Legal Does Not Mean Right: Power, Morality, and the Limits of Law

 

One of the most dangerous assumptions in any society is the belief that legality and morality are the same thing. They are not. They never have been. History is full of moments where the law—the very instrument meant to protect justice—was instead used to justify cruelty, inequality, and exploitation. It was once legal to buy and sell human beings. It was legal to deny women the right to vote. It was legal to colonize nations, seize land, and silence entire populations. Legality has always been shaped not by what is right, but by who holds power at a particular moment in time. And whenever we confuse legality with righteousness, we give power the ability to disguise oppression as order.

The idea that law equals morality is appealing because it simplifies life. It allows people to outsource their conscience, believing that as long as they follow the rules, they are good citizens. But laws are written, amended, and enforced by human beings—fallible, biased, and often driven by self-interest. Legal frameworks reflect the priorities of those in power, not the moral aspirations of the human spirit. A law can uphold justice, but it can also legalize injustice. The difference lies not in the rule itself but in the motives behind it.
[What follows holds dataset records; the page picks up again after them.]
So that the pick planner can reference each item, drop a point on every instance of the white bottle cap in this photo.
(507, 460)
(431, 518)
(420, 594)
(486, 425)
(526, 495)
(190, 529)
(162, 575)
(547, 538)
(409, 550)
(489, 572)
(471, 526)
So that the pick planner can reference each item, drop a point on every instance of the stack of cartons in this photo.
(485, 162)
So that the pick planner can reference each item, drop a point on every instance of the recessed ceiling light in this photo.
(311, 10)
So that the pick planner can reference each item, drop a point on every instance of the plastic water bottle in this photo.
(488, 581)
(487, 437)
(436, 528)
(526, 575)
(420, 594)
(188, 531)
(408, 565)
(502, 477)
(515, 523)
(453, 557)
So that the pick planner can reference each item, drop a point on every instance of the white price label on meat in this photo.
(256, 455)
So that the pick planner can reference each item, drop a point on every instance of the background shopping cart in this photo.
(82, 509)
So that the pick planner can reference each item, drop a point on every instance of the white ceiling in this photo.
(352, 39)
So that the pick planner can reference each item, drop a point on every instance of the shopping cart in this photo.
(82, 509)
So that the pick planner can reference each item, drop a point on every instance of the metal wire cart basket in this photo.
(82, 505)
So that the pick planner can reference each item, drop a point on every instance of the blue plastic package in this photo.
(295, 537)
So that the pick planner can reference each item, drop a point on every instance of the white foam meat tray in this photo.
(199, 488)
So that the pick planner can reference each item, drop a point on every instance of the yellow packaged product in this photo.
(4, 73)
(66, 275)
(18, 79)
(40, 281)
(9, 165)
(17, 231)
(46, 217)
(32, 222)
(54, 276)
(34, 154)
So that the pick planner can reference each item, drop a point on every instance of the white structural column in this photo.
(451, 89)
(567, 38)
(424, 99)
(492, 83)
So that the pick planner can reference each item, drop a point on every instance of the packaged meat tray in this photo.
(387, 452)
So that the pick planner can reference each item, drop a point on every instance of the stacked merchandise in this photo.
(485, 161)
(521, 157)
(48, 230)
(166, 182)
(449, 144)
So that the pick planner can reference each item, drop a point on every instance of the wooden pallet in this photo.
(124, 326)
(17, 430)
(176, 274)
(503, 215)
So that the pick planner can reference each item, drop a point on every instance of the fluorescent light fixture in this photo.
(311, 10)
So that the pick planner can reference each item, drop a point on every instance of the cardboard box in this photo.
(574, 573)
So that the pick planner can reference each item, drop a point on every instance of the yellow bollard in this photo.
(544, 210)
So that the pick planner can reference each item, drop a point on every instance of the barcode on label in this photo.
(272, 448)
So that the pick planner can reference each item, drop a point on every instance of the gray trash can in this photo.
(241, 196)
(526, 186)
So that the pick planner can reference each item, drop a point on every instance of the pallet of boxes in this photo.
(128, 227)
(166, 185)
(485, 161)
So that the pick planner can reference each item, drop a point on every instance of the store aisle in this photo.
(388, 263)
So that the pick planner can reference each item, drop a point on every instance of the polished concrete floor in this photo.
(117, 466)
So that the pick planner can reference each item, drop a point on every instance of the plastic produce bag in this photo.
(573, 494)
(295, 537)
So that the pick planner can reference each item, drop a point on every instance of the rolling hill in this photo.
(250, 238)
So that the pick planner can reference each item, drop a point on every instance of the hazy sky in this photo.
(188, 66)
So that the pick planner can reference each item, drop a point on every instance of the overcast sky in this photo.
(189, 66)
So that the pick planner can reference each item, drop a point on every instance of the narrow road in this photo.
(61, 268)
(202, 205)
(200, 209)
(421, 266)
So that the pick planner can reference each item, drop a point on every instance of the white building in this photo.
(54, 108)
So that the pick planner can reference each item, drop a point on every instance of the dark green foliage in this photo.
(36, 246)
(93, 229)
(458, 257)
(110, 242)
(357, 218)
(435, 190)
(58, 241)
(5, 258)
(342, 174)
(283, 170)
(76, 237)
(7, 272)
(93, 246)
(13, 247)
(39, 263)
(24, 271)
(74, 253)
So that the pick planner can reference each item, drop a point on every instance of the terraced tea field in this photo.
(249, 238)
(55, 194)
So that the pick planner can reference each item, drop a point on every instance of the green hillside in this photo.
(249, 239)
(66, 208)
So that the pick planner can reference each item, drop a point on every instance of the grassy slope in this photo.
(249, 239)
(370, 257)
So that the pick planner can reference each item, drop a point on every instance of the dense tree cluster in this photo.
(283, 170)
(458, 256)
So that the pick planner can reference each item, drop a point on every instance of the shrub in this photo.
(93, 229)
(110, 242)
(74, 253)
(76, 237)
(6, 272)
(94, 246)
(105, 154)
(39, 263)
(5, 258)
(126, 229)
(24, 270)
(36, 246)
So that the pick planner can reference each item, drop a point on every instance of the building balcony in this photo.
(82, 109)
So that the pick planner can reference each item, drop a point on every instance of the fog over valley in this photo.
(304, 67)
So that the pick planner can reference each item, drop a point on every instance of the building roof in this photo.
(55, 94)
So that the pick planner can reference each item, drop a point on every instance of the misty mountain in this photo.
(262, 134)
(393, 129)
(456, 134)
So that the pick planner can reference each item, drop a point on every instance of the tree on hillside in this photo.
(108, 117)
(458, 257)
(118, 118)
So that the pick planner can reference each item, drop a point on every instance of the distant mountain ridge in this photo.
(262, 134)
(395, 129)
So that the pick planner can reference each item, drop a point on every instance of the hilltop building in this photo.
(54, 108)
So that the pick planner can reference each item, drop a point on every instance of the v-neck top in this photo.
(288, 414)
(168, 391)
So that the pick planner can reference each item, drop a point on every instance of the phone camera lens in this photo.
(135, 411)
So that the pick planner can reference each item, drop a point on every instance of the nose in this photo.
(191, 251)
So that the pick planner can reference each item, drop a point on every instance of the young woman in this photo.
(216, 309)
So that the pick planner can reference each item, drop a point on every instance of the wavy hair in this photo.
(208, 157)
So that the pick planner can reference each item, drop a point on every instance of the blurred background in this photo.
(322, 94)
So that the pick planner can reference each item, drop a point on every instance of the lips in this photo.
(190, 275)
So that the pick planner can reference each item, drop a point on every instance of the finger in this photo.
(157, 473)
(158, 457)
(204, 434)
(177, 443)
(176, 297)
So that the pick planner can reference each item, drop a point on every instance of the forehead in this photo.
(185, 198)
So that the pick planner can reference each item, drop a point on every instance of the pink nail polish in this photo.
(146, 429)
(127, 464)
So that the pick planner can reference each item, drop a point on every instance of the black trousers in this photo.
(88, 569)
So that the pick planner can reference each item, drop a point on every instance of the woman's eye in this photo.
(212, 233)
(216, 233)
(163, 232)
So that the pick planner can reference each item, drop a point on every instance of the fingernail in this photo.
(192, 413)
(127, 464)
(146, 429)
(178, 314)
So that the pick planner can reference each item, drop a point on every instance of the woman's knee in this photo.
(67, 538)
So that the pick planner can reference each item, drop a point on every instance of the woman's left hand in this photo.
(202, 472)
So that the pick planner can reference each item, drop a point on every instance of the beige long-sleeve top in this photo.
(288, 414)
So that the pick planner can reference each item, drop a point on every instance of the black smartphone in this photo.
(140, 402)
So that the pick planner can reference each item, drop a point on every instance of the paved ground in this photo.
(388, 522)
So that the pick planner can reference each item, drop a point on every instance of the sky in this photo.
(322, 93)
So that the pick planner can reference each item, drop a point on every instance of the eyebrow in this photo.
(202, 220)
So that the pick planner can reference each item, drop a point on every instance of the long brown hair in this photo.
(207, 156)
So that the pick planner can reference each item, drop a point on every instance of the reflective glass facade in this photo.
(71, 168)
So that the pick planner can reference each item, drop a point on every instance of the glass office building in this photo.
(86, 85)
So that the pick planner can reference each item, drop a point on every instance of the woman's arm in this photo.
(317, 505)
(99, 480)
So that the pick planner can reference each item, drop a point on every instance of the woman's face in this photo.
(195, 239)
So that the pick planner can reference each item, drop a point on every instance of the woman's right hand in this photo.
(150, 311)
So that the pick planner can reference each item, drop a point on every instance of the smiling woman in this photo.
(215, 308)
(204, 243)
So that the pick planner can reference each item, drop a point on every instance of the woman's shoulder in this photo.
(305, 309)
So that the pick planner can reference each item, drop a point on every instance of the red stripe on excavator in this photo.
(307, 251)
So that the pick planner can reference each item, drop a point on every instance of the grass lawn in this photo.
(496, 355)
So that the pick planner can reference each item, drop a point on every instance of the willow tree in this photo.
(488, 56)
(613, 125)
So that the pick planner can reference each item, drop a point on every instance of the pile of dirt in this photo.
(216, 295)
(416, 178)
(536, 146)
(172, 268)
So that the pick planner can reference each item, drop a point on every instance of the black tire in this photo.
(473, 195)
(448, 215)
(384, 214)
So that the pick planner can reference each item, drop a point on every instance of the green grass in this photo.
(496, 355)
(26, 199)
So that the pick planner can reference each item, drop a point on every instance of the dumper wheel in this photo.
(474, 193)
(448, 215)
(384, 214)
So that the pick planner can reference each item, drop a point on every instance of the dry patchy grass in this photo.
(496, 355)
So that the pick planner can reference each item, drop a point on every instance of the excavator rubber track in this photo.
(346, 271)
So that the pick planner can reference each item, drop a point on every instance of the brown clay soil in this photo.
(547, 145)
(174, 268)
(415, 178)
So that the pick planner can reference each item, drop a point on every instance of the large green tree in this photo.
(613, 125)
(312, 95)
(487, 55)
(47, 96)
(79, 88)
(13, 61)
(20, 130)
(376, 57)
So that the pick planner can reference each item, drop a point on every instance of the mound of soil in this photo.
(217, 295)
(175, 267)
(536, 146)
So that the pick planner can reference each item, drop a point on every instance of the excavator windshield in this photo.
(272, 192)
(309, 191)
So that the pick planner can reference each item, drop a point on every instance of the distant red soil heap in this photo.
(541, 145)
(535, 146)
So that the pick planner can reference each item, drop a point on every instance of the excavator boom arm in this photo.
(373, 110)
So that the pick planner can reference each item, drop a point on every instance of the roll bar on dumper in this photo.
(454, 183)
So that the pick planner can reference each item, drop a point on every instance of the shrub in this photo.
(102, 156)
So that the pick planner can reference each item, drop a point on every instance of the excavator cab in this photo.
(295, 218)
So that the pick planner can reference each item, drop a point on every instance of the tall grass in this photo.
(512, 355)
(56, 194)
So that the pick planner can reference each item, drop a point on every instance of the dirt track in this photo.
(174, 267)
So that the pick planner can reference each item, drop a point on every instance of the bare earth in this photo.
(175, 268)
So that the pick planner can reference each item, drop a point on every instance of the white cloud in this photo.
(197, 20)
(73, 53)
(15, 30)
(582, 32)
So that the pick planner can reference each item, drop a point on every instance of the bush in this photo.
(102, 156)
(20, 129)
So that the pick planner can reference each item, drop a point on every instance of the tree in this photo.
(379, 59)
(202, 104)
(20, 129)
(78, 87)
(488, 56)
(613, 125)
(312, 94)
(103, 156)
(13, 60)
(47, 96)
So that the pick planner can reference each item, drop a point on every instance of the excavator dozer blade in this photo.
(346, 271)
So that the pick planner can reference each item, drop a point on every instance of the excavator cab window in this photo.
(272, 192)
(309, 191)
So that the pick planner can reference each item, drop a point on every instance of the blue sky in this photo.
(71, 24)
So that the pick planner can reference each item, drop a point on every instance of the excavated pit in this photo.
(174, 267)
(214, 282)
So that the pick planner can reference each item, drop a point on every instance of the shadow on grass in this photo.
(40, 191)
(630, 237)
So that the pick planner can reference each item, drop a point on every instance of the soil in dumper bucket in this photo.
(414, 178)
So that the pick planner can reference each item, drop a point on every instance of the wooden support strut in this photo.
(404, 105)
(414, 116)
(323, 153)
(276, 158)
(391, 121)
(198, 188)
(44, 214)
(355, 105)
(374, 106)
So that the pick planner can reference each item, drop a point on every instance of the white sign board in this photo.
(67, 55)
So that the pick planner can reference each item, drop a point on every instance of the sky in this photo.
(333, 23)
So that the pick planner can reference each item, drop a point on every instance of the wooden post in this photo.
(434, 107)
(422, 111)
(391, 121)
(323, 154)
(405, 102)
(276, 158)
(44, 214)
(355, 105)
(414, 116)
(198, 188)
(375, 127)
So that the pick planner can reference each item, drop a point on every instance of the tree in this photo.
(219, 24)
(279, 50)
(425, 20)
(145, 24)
In Kenya, this tension between legality and morality plays out in almost every sector of society. It is legal for politicians to earn extravagant allowances in a country where millions struggle to access basic healthcare. It is legal for Parliament to pass supplementary budgets that balloon public debt without public approval. It is legal for leaders facing corruption charges to run for office, and in some cases, even win. These actions may be lawful, but they are not right. They may meet procedural requirements, but they violate the moral fabric of a society that expects accountability, fairness, and responsibility from its leaders.

When the law becomes an accessory to power rather than a guardian of justice, the public begins to internalize a dangerous message: that injustice is acceptable as long as it is legal. This is how societies slide into numbness. People stop asking whether actions are ethical and start asking only whether they are permitted. Citizens slowly normalize exploitation, corruption, and inequality, because the legal system—by failing to punish them—signals that nothing is wrong. But legality is a poor measure of righteousness; a silent legal system can coexist with loud moral decay.

Globally, the same pattern emerges. Apartheid was legal. The Holocaust began with legal decrees. Segregation in the United States was upheld by law. Colonial governments imposed laws that allowed them to seize land, suppress resistance, and extract resources. Tyranny always begins with legislation—crafted to look orderly, written in the language of “peace” and “security,” and justified as “necessary.” Oppression rarely identifies itself openly; instead, it hides behind legal processes, courts, and bureaucratic language that makes exploitation seem reasonable.

Even today, many governments use legality as a shield. Surveillance laws violate privacy. Anti-protest laws silence dissent. Immigration laws dehumanize migrants. Whenever a group in power wants to control, suppress, or diminish others, it does not always resort to brute force. It drafts laws. It creates rules. It packages domination in the wrapper of legality. And because the average citizen has been conditioned to believe that legal equals right, they often comply without resistance.

This is why morality must always be larger than legality. Laws should be grounded in ethics, not the other way around. A society must judge its legal system not only by what is written in statute books but by whether those statutes reflect justice, equality, and human dignity. When the law fails to meet that standard, morality demands that citizens challenge, critique, and push for reform. After all, every major step forward in human rights began with people rejecting legal norms. Abolitionists broke the law. Freedom fighters broke the law. Suffragettes broke the law. Anti-colonial heroes broke the law. Their defiance was not criminal—it was moral.

In modern democratic societies, the responsibility to align law with morality falls on both citizens and institutions. Courts must interpret laws with a deep regard for justice, not merely technicalities. Legislators must craft laws with ethical foresight, not political convenience. And citizens must remain vigilant, refusing to accept unjust laws simply because they carry the authority of the state. Democracy demands active moral participation, not passive obedience.

Kenya’s own history offers valuable lessons. The struggle for independence was, by colonial law, illegal—but it was morally justified. The fight for multiparty democracy was criminalized—but it was the right thing to do. The push for the 2010 Constitution grew from a public moral demand to dismantle legal frameworks that perpetuated inequality and centralized power. Our progress as a nation has always come from questioning laws, not blindly obeying them.

Ultimately, we must remember that legality is a moving target. What is legal today may be illegal tomorrow. What is illegal today may be celebrated in the future. Law evolves—but moral truth has a way of revealing itself more enduringly. We must not let the shifting sands of legislation replace the timeless compass of conscience. To build a just society, we must assess not only what the law permits but what morality demands. Legal does not mean right. It never has. And until our laws consistently reflect justice, equality, and human dignity, it never will.